Todo esto lo hago a ciegas, tocando el papel liso, palpando las capas de formas duras y complicadas.
La música de los vecinos de al lado hace temblar un poco el suelo bajo mis pies, e incluso el retrete.
Conviene decirles a las familias que han sufrido una muerte en la cuna que adopten un hobby. Es sorprendente lo rápido que se puede dar un portazo al pasado. No importa lo mal que te vayan las cosas, siempre puedes olvidarlas. Aprender a bordar. Hacer una lámpara de cristal de colores.
Llevo las formas a la cocina y bajo la luz se vuelven azules, grises y blancas. Son de plástico duro y quebradizo. Son simples fragmentos. Tejas y persianas y salientes ornamentales de tejado diminutos. Escalones y columnas y marcos de ventana en miniatura. No se puede distinguir si es una casa o un hospital. Hay paredes diminutas de ladrillo y puertecitas. Esparcidas sobre la mesa de la cocina, podrían ser partes de una escuela o de un hospital. Sin ver la imagen de la caja, sin las instrucciones de montaje, los minúsculos canalones y ventanas de buhardilla podrían pertenecer a una estación de trenes o a un manicomio. A una fábrica o a una cárcel.
No importa cómo lo montes, nunca estás seguro de que esté bien.
Los pedacitos, las cúpulas y chimeneas, se agitan al compás del ruido que viene a través del suelo.
Esos musicoadictos. Esos calmofóbicos.
Nadie quiere admitir que somos adictos a la música. No es posible, simplemente. Nadie es adicto a la música, a la televisión ni a la radio. Simplemente necesitamos más, más canales, una pantalla más grande, más volumen. No soportamos estar sin ella, pero no, no somos adictos.

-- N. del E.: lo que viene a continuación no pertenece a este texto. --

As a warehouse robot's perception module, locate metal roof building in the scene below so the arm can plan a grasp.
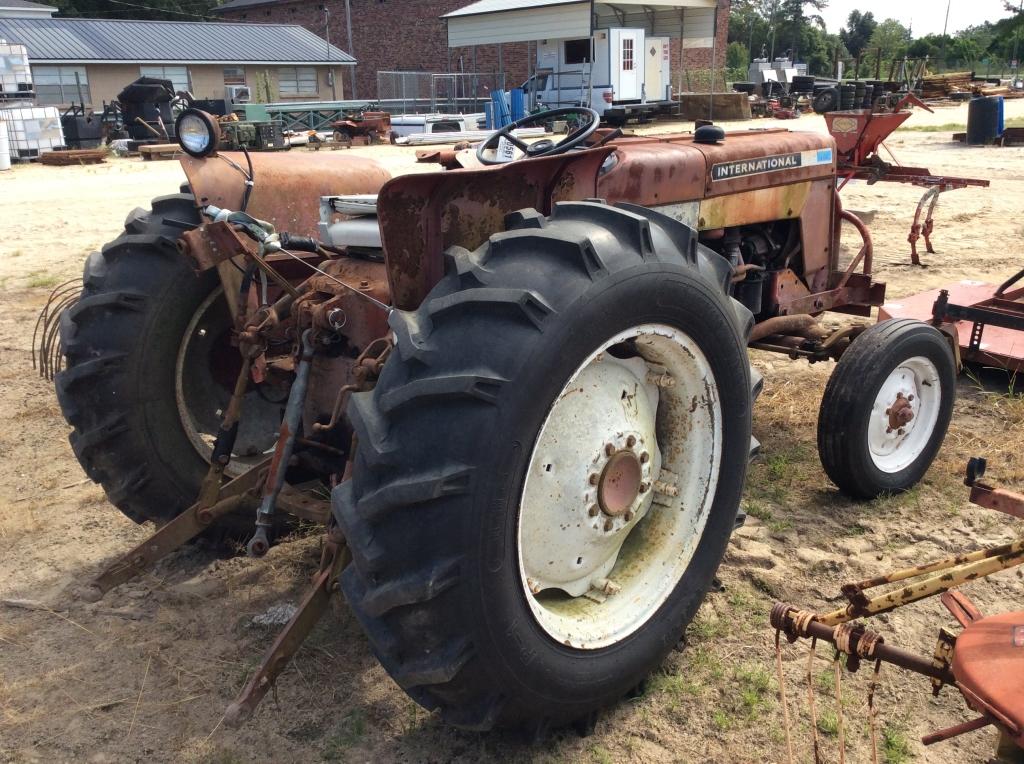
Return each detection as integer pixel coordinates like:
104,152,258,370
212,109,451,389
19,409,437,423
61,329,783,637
0,16,355,65
0,16,355,107
0,0,59,18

Podríamos apagarla cuando quisiéramos.
Coloco un marco de ventana en una pared de ladrillo. Lo pego con un pincelito del tamaño de un pintauñas. La ventana es del tamaño de una uña. El pegamento huele a laca del pelo. El olor hace pensar en naranjas y en gasolina.

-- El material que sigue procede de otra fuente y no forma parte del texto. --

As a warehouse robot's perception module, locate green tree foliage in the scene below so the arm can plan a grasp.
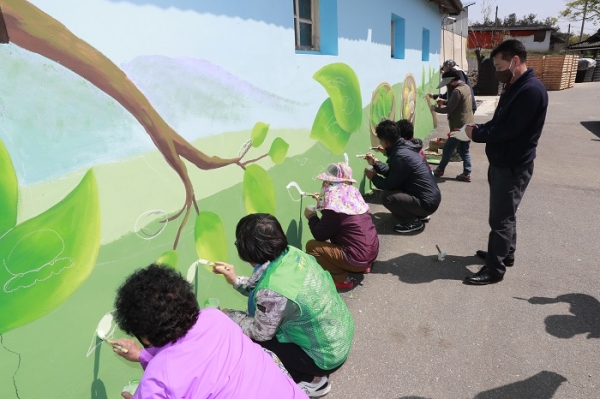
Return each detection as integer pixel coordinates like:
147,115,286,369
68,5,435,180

El dibujo de los ladrillos de la pared es tan delicado como una huella dactilar. Coloco otra ventana en su sitio y le aplico pegamento con el pincel.

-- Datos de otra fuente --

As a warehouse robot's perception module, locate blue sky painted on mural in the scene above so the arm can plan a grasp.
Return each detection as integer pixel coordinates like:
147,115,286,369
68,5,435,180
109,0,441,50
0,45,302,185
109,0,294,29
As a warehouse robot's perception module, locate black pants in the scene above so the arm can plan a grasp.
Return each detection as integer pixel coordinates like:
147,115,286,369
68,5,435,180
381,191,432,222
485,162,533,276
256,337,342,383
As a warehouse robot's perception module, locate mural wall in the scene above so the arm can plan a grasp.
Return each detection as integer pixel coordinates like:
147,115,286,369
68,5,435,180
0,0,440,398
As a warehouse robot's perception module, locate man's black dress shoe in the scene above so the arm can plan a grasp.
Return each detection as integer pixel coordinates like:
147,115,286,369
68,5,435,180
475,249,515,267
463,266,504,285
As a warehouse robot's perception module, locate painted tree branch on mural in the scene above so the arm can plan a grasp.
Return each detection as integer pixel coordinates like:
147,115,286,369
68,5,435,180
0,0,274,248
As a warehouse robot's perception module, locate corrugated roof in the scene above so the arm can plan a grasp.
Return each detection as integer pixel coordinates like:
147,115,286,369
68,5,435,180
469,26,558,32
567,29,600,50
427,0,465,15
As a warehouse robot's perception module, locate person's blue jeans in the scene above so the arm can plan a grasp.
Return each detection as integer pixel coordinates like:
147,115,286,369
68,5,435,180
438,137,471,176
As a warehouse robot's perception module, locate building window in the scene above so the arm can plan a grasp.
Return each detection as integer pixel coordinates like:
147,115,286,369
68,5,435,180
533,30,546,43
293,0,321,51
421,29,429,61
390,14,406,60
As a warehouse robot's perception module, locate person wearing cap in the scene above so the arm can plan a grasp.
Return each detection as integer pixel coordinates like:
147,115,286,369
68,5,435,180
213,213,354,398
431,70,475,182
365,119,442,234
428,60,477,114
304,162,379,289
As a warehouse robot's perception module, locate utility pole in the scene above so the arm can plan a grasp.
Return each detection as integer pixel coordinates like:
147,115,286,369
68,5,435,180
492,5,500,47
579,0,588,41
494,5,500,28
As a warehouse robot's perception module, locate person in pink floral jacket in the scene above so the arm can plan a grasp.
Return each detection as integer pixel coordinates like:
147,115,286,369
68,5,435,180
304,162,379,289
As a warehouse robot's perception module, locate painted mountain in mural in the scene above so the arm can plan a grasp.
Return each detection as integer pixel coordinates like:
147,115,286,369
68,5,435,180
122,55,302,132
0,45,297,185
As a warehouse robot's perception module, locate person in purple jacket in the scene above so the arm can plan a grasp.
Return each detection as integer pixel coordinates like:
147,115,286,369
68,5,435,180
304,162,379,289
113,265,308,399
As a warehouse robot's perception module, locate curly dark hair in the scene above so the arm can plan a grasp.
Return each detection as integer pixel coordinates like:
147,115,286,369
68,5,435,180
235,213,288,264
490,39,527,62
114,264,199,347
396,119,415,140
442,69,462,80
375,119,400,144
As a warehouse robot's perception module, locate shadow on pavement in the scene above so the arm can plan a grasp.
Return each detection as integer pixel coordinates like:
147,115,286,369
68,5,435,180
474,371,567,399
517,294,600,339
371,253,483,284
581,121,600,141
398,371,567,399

La vibración del sonido atraviesa las paredes, recorre la mesa, luego el marco de ventana y por fin mi dedo.
Esos distradictos. Esos concentrafóbicos.
El viejo George Orwell lo entendió todo al revés.
El Gran Hermano no está mirando. Está cantando y bailando. Está sacando conejos de una chistera. El Gran Hermano está ocupado en reclamar tu atención a cada momento que pasas despierto. En asegurarse de que siempre estés distraído. En asegurarse de que permanezcas abstraído.
En asegurarse de que se te marchite la imaginación. Hasta que sea tan útil como tu apéndice. En asegurarse de que tu atención siempre está ocupada.
Y esta forma de ser alimentado es peor que ser observado. Si el mundo te mantiene siempre ocupado, nadie tiene que preocuparse por lo que tienes en mente. Si la imaginación de todo el mundo está atrofiada, nadie más será nunca una amenaza para el mundo.
Me abro con el dedo un botón de la camisa y me meto la corbata dentro. Con la barbilla pegada al nudo de la corbata, introduzco con las pinzas una ventanita de cristal dentro de cada uno de los marcos. Usando una cuchilla, corto las cortinas de plástico en fragmentos más pequeños que un sello de correos, cortinas azules para el piso de arriba, amarillas para la planta baja. Pego las cortinas, algunas abiertas y otras cerradas.
Hay cosas peores que descubrir a tu mujer y tu hijo muertos.
Puedes ver cómo los mata el mundo. Puedes ver cómo tu mujer envejece y se aburre. Puedes ver a tus hijos descubriendo todas las cosas del mundo de las que has intentado salvarlos. Las drogas, el divorcio, el conformismo, las enfermedades. Todos los bonitos libros, la música, la televisión. Las distracciones.
A toda esa gente a quien se le ha muerto un hijo tienes ganas de decirles: adelante. Culpaos.